I balverini, geniale intuizione onomastica di Molyneux (mutuata forse dal timore di dover pagare le royalties sulla parola licantropo agli eredi di Lon Chaney...), qui, più che i micidiali animali da preda del Fable originale, hanno l'aria di una specie protetta dal WWF, rari da incontrare e fin troppo facili da abbattere. Così gli hobbes, alla cui leggenda già aveva molto nuociuto, quasi quanto la fregnaccia dei midiclorian a quella degli Jedi, la spiegazione sulla loro origine dal sacrificio e trasformazione dei bambini rapiti, data nel secondo titolo. Gruppuscoli sparsi nelle grotte e nei boschi, braccati come gli ultimi Apache rimasti fuori delle riserve, tanto che uno si aspetta, nel prossimo titolo (se ve ne sarà uno), di ritrovarli a pulire i vetri delle prime automobili ai semafori, in canottiera e jeans sdruciti. E poi pistole e fucili, troppi, che rendono tutti i guerrieri uguali, proprio come recitava una celeberrima pubblicità della Colt dellepoca del West, togliendoci il gusto della nobile arte della spada al punto che, alla fine, trascuriamo di apprenderla ai massimi livelli, ché tanto si fa molto prima sparando, come in un film con Jason Statham e Jean Reno.
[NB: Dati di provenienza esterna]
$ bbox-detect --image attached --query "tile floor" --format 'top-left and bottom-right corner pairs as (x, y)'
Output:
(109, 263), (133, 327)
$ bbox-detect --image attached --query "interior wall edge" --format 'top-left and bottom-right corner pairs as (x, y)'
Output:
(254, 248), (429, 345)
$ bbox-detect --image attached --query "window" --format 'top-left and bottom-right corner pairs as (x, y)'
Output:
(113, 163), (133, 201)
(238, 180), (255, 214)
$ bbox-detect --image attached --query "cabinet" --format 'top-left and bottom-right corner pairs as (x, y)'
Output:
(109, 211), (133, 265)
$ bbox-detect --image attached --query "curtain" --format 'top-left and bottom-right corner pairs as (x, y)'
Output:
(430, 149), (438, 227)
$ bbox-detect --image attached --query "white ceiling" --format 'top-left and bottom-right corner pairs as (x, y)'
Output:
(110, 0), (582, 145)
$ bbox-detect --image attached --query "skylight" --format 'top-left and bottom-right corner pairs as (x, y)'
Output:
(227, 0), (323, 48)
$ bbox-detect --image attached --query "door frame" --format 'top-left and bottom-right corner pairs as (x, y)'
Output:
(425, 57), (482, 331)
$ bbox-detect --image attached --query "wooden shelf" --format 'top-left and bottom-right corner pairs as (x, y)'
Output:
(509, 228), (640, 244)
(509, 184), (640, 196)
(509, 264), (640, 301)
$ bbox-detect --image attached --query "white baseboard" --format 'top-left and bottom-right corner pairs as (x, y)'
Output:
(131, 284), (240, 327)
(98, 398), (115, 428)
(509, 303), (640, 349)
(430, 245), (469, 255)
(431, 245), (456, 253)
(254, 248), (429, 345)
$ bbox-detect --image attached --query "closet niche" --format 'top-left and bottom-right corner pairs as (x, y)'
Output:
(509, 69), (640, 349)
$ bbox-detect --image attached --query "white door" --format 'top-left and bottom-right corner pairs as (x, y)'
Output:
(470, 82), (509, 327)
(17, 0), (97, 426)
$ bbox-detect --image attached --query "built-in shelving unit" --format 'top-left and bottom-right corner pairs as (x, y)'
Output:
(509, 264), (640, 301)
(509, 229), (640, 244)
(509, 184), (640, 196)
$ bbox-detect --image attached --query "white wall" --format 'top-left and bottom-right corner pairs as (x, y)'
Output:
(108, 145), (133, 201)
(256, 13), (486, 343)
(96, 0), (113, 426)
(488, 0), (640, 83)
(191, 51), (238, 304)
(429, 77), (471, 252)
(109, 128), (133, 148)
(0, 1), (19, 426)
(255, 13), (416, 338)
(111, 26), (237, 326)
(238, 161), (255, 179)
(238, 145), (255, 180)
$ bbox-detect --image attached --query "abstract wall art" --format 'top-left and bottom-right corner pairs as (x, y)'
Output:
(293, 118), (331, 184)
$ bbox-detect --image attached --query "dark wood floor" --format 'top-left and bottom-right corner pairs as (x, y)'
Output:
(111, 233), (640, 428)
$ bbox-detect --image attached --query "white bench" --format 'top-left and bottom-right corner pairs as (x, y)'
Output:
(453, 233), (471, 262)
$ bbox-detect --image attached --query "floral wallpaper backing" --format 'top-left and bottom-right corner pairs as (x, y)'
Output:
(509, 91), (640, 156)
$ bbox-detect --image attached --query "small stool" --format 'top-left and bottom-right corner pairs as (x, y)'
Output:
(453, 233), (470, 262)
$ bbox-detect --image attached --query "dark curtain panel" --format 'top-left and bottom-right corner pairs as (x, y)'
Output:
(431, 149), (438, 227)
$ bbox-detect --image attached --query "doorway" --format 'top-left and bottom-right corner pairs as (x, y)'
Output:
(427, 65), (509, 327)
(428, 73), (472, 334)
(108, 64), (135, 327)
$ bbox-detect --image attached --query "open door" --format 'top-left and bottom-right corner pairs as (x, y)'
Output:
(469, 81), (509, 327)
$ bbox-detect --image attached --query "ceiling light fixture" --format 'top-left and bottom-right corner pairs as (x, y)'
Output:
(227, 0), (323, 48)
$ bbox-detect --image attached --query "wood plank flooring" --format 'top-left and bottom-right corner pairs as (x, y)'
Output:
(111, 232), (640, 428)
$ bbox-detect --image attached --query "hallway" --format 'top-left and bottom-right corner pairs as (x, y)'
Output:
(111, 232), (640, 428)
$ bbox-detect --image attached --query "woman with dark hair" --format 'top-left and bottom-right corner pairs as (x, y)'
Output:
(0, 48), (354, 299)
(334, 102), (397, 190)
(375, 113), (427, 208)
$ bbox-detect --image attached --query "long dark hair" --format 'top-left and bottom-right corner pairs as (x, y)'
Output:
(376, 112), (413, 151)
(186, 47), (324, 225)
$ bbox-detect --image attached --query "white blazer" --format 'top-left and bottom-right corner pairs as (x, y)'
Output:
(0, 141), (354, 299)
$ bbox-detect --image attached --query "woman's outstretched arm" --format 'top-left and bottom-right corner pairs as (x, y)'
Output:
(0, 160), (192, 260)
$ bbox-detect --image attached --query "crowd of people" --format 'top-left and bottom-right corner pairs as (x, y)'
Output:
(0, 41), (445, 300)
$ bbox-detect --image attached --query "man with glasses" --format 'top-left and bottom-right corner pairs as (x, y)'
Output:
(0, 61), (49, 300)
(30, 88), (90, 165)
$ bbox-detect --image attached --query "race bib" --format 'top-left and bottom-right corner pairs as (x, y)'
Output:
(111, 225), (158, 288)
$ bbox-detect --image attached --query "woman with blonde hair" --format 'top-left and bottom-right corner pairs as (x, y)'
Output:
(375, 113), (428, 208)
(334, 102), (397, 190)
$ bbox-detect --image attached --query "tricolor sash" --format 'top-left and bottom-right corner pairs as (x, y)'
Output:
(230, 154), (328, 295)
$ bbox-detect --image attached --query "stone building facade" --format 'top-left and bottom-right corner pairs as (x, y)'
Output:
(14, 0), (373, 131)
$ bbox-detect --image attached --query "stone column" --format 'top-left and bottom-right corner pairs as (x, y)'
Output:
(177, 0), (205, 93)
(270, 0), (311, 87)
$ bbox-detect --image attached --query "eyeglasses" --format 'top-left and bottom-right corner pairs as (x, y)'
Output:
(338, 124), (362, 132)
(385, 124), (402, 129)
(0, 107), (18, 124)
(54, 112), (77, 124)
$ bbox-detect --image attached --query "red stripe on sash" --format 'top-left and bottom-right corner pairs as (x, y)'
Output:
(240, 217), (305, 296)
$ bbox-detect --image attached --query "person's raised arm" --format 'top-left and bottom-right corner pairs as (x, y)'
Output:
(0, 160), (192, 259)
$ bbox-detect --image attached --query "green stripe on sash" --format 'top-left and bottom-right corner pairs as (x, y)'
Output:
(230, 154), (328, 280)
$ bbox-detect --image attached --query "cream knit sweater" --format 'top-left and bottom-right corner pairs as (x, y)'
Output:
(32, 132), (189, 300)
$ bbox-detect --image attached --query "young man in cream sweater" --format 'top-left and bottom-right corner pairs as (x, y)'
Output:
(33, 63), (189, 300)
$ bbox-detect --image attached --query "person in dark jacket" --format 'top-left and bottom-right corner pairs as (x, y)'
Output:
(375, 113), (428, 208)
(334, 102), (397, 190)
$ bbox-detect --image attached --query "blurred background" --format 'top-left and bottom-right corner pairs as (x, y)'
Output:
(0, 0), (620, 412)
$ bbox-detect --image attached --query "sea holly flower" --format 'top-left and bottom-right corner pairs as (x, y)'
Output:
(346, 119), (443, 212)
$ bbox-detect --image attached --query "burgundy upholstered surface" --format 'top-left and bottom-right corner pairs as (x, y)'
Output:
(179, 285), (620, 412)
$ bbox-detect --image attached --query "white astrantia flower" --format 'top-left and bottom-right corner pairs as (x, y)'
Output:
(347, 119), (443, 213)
Gli affezionati ricorderanno poi l'emozione del tirocinio del nostro primo eroe, la cura nell'evitare i trabocchetti e le tentazioni del male (o nel tuffarcisi a capofitto, per chi ambiva a farsi spuntare le corna, invece dell'aureola) durante il suo sviluppo, ma soprattutto la mitica padella assassina, arma per la verità non così potente, ma inseguita da tutti i giocatori di allora, da sbloccare e da potenziare con ben quattro slots, uno in più della mitica Spada degli Eoni. L'umorismo sottile e scanzonato, però, ci sembra anche quello andatosi via via stemperando, sostituito da un molto meno gradevole sarcasmo amaro, troppo attuale per non lasciare, assieme alla risata, una sensazione malinconica che, almeno quando giochiamo, vorremmo evitare. Intendiamoci, Fable 3 è un titolo pieno di idee e di cose da fare, a partire dalla lunga campagna principale nella quale, nei panni del fratello del re, sarete chiamati a radunare un esercito abbastanza forte da spodestarlo mettendo fine alla sua tirannia.